Turpel-Lafond removed from Order of Canada after Indigenous identity discredited

Mary Ellen Turpel-Lafond, a high-profile former judge whose claims to Indigenous identity have been discredited, is no longer a member of the Order of Canada.

A notice in Saturday’s Canada Gazette, the federal government’s official newspaper, said her appointment was terminated on Sept. 26 following her own request and the Governor General’s subsequent approval. She had been appointed in 2021.

A social media post by the Indigenous Women’s Collective, which had called for her removal, thanks the Governor General for “correcting a wrong.”

Tracey Robinson, a member of the collective and a Treaty First Nations woman from Saskatchewan, said Turpel-Lafond’s removal sends a message that tangible consequences await those who engage in Indigenous identity theft.

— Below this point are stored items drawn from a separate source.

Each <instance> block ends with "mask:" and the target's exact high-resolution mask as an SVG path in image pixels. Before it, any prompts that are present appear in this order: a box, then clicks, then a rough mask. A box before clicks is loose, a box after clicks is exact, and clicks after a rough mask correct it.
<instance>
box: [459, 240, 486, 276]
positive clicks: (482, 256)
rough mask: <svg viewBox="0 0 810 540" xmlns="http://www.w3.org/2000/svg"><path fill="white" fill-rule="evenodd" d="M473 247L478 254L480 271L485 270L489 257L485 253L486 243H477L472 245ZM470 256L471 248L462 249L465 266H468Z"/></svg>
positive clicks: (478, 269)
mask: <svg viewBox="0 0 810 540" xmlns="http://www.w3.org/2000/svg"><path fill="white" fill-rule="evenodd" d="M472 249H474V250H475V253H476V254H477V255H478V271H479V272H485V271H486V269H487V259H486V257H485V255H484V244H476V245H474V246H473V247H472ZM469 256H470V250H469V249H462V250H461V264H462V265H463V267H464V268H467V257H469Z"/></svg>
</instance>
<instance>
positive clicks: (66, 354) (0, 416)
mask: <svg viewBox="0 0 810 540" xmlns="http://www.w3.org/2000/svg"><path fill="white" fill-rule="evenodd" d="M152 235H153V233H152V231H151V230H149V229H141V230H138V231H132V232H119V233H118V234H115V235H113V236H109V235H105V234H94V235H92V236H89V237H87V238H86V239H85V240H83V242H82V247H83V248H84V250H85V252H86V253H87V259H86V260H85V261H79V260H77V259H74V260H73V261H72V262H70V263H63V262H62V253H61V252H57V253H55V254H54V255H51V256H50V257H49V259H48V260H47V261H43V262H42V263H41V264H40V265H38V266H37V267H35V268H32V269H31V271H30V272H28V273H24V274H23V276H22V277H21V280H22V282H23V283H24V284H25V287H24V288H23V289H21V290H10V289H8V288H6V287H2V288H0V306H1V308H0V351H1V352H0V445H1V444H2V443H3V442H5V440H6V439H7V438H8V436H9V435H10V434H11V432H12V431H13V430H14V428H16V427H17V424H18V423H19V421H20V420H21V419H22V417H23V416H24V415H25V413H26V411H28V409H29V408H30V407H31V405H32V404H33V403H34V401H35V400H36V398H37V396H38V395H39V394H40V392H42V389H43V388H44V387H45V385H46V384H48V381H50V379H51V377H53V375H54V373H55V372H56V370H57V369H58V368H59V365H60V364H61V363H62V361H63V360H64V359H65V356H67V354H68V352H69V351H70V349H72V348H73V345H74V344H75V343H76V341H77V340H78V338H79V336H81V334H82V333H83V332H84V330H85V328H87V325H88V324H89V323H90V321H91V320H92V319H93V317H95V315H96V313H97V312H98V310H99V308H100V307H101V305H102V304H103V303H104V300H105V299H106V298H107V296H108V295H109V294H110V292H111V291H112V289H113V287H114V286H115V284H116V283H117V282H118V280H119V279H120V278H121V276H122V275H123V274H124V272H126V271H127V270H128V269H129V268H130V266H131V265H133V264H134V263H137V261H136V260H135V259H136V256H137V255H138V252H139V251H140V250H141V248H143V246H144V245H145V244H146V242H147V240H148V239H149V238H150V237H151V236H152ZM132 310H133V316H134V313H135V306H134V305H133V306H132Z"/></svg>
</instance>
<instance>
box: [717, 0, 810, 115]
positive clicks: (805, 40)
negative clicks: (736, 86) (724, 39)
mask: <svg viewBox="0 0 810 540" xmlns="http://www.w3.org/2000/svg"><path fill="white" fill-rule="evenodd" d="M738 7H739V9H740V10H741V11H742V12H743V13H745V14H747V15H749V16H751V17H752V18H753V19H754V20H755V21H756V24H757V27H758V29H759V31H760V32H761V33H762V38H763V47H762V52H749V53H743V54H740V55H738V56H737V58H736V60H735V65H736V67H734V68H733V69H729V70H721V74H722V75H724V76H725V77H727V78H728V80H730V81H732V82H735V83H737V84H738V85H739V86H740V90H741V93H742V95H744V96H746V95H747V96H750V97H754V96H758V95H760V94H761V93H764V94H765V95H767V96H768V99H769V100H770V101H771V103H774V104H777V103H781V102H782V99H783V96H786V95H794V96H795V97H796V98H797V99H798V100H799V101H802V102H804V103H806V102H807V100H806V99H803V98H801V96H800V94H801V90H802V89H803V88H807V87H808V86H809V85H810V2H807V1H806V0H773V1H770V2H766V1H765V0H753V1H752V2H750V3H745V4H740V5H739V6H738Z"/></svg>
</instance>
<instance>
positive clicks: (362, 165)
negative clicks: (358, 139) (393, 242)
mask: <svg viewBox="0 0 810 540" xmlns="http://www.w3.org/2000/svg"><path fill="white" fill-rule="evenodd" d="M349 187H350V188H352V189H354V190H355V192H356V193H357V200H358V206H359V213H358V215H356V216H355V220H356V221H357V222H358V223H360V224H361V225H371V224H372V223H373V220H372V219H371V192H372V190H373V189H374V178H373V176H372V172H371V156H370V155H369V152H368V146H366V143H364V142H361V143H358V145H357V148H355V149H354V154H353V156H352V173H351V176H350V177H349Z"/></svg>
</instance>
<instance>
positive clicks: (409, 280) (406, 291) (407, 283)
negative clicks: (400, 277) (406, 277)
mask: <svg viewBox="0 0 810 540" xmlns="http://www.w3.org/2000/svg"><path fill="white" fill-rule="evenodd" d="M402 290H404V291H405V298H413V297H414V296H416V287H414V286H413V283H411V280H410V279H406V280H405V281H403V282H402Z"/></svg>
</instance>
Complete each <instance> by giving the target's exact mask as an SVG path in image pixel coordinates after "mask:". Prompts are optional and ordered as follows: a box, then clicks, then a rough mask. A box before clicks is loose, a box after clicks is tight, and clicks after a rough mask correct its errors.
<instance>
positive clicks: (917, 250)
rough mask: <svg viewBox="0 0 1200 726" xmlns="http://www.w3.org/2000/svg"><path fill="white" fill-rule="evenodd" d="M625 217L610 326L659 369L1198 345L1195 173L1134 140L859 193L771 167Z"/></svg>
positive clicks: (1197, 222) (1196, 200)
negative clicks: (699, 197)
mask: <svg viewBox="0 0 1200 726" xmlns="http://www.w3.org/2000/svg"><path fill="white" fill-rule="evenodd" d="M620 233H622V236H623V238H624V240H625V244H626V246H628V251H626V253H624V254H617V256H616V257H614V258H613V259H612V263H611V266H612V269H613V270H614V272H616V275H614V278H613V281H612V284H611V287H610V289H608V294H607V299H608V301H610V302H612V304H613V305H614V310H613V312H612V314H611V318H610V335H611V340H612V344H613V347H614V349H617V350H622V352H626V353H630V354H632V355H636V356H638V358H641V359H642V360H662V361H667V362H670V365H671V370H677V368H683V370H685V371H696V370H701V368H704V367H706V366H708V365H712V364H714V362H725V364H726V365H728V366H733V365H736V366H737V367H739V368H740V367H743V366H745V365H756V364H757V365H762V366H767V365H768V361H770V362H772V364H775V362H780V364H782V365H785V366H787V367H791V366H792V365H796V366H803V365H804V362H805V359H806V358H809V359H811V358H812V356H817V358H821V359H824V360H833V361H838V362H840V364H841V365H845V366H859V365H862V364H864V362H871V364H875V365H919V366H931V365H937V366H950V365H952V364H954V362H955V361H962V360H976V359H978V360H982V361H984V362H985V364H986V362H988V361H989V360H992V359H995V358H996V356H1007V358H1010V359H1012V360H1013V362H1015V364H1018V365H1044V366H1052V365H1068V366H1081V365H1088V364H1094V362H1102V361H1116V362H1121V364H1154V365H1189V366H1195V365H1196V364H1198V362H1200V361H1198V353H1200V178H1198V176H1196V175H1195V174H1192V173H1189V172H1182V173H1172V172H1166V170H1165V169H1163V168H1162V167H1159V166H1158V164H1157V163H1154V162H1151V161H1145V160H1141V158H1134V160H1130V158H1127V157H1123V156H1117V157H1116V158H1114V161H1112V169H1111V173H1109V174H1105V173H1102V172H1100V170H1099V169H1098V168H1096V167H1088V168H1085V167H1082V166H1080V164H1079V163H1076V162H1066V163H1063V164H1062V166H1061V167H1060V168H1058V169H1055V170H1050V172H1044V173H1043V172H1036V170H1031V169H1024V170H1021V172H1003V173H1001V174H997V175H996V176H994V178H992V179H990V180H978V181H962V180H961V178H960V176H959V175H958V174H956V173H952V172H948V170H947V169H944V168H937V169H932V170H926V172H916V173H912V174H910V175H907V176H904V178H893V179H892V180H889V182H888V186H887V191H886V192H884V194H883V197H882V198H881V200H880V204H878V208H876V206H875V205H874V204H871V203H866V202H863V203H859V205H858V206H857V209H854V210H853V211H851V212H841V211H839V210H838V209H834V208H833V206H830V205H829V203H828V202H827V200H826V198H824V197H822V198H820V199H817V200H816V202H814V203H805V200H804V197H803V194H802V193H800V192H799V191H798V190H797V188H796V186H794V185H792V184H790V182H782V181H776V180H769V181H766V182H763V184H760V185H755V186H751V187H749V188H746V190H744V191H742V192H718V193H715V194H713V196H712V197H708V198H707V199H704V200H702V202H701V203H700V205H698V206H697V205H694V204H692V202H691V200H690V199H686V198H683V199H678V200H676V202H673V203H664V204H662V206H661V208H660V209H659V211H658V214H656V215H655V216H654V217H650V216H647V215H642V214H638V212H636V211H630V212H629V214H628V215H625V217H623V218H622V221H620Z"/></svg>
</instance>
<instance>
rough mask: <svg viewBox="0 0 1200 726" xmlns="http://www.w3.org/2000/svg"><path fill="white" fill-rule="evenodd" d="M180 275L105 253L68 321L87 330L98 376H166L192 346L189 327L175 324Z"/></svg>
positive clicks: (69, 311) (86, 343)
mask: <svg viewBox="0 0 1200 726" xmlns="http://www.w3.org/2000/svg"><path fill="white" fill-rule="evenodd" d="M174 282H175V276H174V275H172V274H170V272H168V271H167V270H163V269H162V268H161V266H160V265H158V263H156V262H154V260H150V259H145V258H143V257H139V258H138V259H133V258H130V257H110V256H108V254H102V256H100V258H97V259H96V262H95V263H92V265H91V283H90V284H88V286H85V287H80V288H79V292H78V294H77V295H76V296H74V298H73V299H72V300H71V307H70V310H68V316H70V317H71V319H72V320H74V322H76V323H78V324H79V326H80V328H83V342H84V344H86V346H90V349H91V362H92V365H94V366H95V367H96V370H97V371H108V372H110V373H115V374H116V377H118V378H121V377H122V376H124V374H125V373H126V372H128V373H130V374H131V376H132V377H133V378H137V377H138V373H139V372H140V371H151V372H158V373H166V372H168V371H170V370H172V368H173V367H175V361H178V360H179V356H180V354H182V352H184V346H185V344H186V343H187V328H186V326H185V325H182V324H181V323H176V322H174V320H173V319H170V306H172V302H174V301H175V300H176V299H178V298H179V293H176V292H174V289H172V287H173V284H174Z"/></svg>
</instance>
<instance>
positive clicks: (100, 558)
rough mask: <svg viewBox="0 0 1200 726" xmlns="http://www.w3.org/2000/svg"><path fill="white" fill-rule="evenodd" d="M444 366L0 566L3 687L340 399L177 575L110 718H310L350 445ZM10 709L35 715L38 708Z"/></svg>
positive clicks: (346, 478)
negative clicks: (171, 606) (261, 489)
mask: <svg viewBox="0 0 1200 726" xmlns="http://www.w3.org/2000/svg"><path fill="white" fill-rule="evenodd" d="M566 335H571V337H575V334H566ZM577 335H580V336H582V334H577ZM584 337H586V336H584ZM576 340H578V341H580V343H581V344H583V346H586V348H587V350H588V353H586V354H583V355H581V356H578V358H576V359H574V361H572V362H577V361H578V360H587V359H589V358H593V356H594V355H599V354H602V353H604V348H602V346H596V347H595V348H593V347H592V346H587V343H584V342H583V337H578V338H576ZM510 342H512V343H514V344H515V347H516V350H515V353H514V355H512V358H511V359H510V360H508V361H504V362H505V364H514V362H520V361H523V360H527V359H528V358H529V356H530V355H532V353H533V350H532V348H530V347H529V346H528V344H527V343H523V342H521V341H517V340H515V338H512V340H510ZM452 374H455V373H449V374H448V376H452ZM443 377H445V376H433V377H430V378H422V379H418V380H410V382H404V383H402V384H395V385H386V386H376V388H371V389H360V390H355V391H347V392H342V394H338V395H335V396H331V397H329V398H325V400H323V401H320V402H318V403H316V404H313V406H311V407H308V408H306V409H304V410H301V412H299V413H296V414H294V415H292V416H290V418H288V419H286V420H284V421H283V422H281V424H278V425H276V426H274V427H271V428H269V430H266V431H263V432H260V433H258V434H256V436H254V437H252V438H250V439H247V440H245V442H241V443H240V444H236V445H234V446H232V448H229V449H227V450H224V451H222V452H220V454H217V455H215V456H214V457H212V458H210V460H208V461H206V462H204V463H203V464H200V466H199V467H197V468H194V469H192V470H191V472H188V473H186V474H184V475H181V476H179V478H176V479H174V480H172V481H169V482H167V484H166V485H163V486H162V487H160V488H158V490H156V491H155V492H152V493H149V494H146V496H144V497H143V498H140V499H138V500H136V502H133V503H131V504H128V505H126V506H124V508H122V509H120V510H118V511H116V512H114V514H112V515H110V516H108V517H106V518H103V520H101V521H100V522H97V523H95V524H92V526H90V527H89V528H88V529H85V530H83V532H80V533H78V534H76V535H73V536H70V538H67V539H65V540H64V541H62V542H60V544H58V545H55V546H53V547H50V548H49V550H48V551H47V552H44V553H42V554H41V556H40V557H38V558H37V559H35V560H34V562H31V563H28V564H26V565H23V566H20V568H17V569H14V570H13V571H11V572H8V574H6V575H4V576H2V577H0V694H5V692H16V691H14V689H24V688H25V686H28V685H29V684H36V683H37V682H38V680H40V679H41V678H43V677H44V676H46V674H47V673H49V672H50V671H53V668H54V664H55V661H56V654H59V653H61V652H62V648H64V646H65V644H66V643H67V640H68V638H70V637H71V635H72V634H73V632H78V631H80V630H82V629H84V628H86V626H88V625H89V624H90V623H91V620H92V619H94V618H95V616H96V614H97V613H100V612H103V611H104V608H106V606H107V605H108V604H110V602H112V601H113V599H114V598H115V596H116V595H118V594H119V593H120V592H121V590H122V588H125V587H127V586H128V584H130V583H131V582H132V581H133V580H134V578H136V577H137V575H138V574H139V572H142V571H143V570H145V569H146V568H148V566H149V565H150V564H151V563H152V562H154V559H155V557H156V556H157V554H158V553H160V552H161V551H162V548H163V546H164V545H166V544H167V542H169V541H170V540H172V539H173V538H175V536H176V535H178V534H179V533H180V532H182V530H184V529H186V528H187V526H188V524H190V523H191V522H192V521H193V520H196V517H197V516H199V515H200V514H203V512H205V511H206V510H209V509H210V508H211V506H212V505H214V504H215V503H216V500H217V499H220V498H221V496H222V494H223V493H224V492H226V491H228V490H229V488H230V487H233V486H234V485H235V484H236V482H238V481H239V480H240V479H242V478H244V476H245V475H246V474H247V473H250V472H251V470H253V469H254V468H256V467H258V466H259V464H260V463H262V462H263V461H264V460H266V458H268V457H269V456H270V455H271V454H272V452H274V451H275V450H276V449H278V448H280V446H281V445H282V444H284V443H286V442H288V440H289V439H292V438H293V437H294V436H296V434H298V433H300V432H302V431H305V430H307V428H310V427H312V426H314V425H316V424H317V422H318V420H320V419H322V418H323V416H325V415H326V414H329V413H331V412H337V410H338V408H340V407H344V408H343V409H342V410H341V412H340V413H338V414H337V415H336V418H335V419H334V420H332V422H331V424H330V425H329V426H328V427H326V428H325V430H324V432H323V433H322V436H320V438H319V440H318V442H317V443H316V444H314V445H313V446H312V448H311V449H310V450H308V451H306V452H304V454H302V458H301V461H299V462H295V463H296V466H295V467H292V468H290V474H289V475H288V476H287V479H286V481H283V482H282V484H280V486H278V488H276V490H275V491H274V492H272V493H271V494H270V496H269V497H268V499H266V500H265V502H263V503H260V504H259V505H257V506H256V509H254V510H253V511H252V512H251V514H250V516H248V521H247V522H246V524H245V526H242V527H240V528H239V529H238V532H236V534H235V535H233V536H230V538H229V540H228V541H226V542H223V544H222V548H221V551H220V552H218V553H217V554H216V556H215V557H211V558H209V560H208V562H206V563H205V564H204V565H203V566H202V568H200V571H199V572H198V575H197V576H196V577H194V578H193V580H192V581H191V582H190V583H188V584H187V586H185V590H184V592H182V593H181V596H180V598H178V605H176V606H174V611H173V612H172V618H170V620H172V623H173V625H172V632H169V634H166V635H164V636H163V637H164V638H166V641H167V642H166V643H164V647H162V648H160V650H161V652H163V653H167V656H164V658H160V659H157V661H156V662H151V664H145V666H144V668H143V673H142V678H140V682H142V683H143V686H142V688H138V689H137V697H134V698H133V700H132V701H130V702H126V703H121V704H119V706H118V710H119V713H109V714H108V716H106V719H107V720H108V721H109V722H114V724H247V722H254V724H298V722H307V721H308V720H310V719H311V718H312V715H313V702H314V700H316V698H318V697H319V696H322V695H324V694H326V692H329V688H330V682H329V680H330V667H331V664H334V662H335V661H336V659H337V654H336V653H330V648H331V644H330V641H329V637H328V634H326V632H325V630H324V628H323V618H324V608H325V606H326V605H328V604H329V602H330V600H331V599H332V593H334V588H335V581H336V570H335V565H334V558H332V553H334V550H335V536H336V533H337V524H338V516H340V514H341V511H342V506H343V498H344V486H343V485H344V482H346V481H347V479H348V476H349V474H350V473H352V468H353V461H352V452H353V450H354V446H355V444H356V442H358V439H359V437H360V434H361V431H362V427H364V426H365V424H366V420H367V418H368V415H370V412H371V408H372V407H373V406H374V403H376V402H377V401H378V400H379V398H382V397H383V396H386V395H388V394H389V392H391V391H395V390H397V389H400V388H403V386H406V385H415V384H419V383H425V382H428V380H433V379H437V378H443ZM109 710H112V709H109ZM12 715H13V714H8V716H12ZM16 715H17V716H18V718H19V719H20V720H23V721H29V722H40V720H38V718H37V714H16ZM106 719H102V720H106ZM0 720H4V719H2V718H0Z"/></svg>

The claims about Turpel-Lafond in a CBC investigation in October 2022 have already rippled through the academic and legal communities, but for everyday Canadians, the Order of Canada is significant, she said.

“We’re feeling a lot more optimistic today than we did a year ago,” she said.

“Now Indigenous people are feeling empowered where they know that there are processes in place … to ask for investigation, ask for accountability, ask for consequences,” Robinson said in an interview on Friday.

The Indigenous Women’s Collective was aware that part of the process when someone’s appointment to the Order of Canada is under review involves approaching that person to offer an opportunity to step down, she added.

Robinson said Turpel-Lafond’s removal could chart a course in the case of singer and activist Buffy Sainte-Marie, after a CBC investigation last week cast doubt on her claims of Cree heritage. The 82-year-old was named to the Order of Canada in 1997.

The public broadcaster found Sainte-Marie’s birth certificate, signed by an attending doctor and stating she was a white baby born in Stoneham, Mass., in 1941 to the white parents she has previously said adopted her. CBC said Sainte-Marie’s marriage certificate, a life insurance policy, the United States census and interviews with family members corroborate information on the birth certificate.

Sainte-Marie said in a statement released the day before CBC’s story ran that she doesn’t know who her birth parents are or where she’s from, but she is “a proud member of the Native community with deep roots in Canada.”

Robinson said the harms caused by Indigenous identify theft are almost impossible to distil.

“We can talk about the loss of opportunity, the stealing of space, all of that is harmful. But it also creates kind of like a ripple effect, it creates harm (among Indigenous people) at a psychological level as well.”

After CBC’s investigation into Turpel-Lafond, she returned honorary degrees from several universities, including Simon Fraser University, Brock, and two Vancouver Island schools, while McGill, Carleton and the University of Regina have rescinded awards granted to her.

The former B.C. representative for children and youth previously told the public broadcaster that while she was growing up she didn’t question the biological parentage of her father, who she has said was Cree.

Turpel-Lafond had also served as the director of the Indian Residential School History and Dialogue Centre at the University of British Columbia, where she was a tenured law professor until late 2022.

She told The Canadian Press earlier this year that she was satisfied in her past work, identity and self-worth.

An emailed statement she sent last March said it was “liberating” to be freed of honours because it permits her to “focus on what really matters” in her life.